*if you’re new here, or have just wandered over, this post will make more sense if you start reading from Timeline Part 1.
(continued)
7
The wedding date is hurriedly changed. I will walk down the aisle 4 months pregnant. We don’t know yet if S is a carrier of the CF gene, but I know with every bone and cell in my body that carrying this baby, bringing this baby into the world, and being this baby’s mother is my destiny. I’ve never felt this strength of knowing before in my life, never felt so sure of anything in my entire life. I tell S that I understand if he’s not ready, or if he wants to walk away from everything if it turns out that he is a carrier of the CF gene (and that there might be a chance our baby will be born with CF). He stays.
We later find out that S is not a carrier. We get married in December, and our wedding is a joyful, beautiful celebration of love, family, and friends but I can barely stand or dance because I’m so tired. So I spend much of the night sitting with S, a stupid blissful grin plastered on my face all night, a hand on my belly.
8
I see a high risk ob-gyn recommended to me by my CF doctor. It takes me about 6 minutes to feel that I’m in the best hands I could possibly be in. I need to test my blood sugar about 12 times a day, and keep in constant contact with him to make adjustments to my insulin regimen. When he first tells me about the discipline and constant monitoring that will be required of me, I feel shocked and unsure. I am accustomed to arguing with my CF doctors about compliance, trying to get away with doing as little possible, and I wonder aloud if I’ll be able to do all that is required. Dr. N gives me a stern look that says everything I need to know. My health, or lack of it, already begins to have consequences that go beyond me, and in that moment I go from kid to adult. In that single moment I become a mother to my child.
9
My entire body is covered in a rash, bumps, hives, and sores.

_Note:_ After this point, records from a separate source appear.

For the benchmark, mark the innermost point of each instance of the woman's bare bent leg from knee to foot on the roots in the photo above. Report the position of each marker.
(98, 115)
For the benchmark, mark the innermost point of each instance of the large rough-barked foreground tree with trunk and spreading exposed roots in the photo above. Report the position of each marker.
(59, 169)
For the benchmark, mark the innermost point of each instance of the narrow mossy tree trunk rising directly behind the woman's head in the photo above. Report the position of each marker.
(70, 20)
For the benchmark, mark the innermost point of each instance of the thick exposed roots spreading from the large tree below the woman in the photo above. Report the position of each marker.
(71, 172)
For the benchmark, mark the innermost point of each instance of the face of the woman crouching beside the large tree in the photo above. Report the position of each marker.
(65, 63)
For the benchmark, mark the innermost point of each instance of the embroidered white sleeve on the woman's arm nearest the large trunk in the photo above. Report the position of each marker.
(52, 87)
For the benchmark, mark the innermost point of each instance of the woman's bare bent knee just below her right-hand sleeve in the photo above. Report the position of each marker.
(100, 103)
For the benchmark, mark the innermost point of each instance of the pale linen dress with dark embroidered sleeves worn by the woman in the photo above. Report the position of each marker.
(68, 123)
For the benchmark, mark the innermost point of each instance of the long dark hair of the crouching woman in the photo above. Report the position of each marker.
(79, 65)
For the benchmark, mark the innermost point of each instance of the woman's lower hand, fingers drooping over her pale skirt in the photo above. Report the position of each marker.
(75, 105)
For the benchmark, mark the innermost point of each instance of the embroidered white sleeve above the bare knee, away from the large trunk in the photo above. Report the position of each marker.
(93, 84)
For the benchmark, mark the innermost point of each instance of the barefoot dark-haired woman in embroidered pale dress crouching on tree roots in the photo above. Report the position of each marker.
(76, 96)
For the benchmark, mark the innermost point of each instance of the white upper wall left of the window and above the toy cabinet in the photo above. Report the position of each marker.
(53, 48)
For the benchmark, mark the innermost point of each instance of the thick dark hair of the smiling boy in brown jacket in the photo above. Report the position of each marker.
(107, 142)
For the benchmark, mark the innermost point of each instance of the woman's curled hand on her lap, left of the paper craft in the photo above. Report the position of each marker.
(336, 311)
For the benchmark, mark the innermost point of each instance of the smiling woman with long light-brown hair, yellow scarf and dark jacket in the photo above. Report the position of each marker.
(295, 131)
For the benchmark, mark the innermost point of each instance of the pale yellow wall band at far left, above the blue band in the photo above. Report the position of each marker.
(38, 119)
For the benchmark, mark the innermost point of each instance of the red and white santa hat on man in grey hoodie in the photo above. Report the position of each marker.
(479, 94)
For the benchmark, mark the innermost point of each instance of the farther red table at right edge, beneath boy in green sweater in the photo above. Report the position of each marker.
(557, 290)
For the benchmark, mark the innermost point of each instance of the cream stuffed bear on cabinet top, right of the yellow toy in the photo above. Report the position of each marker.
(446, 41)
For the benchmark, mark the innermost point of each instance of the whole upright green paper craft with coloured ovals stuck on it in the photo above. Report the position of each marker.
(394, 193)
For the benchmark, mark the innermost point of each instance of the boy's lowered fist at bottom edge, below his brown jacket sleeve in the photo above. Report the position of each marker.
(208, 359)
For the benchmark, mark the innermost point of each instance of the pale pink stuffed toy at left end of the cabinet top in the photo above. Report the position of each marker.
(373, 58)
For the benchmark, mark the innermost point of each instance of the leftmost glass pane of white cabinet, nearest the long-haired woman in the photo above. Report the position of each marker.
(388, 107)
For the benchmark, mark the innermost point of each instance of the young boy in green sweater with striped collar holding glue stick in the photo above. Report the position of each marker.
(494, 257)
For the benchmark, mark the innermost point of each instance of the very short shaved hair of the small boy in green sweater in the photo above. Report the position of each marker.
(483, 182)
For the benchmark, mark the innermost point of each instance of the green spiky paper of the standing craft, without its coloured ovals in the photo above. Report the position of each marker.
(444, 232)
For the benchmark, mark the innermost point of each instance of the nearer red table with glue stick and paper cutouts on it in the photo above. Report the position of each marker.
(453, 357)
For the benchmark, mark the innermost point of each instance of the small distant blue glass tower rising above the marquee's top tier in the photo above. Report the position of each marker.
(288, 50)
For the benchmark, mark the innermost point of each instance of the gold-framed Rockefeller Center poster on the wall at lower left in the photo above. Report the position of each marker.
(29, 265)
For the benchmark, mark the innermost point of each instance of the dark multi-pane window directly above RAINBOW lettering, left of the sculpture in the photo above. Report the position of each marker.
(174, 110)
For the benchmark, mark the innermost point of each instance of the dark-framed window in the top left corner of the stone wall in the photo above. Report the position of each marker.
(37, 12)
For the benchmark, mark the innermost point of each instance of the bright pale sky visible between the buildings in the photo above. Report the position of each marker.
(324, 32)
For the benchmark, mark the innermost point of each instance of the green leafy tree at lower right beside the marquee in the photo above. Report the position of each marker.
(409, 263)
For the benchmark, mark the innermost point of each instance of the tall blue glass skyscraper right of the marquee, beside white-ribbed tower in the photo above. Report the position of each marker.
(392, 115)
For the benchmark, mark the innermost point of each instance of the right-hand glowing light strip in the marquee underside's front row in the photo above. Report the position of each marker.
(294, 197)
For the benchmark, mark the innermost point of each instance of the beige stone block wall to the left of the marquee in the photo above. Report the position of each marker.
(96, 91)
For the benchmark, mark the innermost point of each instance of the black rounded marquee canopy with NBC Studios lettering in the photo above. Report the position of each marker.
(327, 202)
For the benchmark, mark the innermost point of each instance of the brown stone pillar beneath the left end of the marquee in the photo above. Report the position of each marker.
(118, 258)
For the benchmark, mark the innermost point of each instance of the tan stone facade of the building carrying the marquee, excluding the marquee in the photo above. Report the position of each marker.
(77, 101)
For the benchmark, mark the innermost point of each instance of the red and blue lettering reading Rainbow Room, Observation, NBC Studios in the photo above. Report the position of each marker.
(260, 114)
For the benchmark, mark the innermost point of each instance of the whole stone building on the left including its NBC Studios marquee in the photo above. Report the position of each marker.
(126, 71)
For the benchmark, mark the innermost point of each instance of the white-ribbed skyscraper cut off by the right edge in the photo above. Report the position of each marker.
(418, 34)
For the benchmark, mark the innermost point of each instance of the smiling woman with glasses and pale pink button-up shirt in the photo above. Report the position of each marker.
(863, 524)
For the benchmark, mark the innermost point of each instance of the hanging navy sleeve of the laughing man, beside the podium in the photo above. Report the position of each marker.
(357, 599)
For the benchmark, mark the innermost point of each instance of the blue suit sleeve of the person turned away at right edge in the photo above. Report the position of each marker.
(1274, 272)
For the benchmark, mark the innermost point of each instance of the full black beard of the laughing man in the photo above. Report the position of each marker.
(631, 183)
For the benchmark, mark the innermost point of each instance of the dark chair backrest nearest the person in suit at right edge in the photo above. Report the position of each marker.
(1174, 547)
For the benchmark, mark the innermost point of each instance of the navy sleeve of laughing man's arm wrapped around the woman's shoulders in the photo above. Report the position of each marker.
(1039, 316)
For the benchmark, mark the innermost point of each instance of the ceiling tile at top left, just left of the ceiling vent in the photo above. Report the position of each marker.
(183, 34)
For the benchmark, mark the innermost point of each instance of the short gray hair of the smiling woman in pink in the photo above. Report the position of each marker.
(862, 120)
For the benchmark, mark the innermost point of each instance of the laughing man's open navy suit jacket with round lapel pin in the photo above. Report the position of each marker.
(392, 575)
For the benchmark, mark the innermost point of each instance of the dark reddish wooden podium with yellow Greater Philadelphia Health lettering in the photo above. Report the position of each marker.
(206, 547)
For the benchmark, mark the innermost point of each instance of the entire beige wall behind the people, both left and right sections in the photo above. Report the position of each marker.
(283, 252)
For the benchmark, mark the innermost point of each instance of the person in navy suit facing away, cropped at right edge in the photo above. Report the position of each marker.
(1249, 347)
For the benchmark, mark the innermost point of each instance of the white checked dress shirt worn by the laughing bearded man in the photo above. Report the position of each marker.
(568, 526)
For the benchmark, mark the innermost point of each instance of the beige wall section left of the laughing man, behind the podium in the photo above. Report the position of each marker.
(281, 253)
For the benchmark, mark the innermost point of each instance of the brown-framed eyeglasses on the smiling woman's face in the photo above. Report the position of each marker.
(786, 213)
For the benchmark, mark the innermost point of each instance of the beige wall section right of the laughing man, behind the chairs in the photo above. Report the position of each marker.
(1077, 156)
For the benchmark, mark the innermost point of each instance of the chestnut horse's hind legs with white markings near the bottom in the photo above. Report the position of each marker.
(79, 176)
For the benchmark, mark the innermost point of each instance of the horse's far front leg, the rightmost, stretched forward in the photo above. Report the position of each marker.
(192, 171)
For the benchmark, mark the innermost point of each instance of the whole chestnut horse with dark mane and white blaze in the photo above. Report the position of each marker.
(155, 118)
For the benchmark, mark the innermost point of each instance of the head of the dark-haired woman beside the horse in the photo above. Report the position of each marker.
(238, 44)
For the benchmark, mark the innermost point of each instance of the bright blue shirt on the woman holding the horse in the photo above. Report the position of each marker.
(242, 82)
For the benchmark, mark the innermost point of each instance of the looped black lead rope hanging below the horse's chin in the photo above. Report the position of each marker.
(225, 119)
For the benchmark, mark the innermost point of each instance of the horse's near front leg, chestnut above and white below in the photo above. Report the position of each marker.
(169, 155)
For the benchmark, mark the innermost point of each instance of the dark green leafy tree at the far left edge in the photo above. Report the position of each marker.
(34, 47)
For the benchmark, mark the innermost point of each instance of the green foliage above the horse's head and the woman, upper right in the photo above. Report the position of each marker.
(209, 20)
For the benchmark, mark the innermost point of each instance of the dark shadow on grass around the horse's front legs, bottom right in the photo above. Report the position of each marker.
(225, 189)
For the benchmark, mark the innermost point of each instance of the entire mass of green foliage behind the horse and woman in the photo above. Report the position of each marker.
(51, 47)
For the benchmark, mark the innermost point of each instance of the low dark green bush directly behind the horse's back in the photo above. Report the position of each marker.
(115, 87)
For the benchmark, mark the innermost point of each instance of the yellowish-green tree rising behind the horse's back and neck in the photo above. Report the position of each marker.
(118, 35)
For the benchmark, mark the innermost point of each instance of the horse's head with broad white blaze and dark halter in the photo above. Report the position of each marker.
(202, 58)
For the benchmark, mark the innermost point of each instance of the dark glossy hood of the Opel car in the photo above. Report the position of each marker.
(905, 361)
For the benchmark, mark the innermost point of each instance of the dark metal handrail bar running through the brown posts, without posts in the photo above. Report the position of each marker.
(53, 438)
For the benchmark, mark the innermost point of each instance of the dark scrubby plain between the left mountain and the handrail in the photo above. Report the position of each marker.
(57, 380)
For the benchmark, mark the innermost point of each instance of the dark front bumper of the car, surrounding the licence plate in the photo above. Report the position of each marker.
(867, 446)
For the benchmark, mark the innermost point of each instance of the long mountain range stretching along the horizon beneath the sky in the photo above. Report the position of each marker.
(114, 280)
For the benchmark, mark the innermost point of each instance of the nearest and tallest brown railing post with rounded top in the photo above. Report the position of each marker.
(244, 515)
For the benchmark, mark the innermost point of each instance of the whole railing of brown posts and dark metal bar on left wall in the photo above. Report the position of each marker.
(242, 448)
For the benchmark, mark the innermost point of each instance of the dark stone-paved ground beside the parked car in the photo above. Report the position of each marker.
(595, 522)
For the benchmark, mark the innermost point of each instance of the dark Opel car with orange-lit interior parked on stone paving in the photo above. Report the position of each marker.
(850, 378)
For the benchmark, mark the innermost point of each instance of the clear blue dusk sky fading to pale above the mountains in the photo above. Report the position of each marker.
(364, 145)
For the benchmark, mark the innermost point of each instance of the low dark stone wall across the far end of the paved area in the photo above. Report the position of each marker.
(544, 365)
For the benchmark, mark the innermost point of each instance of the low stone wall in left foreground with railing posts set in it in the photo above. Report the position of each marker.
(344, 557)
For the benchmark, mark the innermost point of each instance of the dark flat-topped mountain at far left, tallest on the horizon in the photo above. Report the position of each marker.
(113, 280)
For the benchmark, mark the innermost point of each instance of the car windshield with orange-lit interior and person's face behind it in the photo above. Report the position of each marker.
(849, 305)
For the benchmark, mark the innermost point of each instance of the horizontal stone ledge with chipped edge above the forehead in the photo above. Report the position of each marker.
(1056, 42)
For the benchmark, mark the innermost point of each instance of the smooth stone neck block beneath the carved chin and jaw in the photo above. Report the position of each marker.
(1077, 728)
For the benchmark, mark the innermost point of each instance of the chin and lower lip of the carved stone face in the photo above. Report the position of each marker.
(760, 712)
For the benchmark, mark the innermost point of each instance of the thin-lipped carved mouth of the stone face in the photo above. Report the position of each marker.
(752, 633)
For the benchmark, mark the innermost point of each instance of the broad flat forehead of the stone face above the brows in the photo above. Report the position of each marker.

I am itchy, but not the itchiness you feel from a mosquito bite; it’s more like a poison coursing through my blood. Not a single doctor is able to tell me what exactly is going on, only that it is somehow related to the pregnancy and probably related to my CF liver issues. I can’t sit still. I can’t get comfortable. I cry when I have to spend more than half an hour in the car. I scratch until I bleed. I don’t sleep because I spend all night scratching my skin off. There is no relief. I am not allowed to take medicine, and I don’t want to add any more medicines to my regimen anyway. I have never in my life known such extreme discomfort, and I will remember, and fear, the sensation forever. My skin will never completely heal from this.
10
When I was about ten years old, my doctor at that time told my parents that they would never be grandparents. I only learned about this conversation very recently. My mother tells me she silently wept.
This was not the first time they had been stabbed by the arbitrary words and numbers tossed like darts by over-confident doctors. Your child will not live past 10. Your child will not live to go to college. Your child will not have a child.
You have no way of knowing this, was the simple and angry reply my father gave.
11
I sing to my baby in my tummy. I tell her (it’s a girl!) that I love her so much. I sing “You Are my Sunshine” and any song by Diana Ross. Can she feel how loved she already is? Can she feel how wanted she is?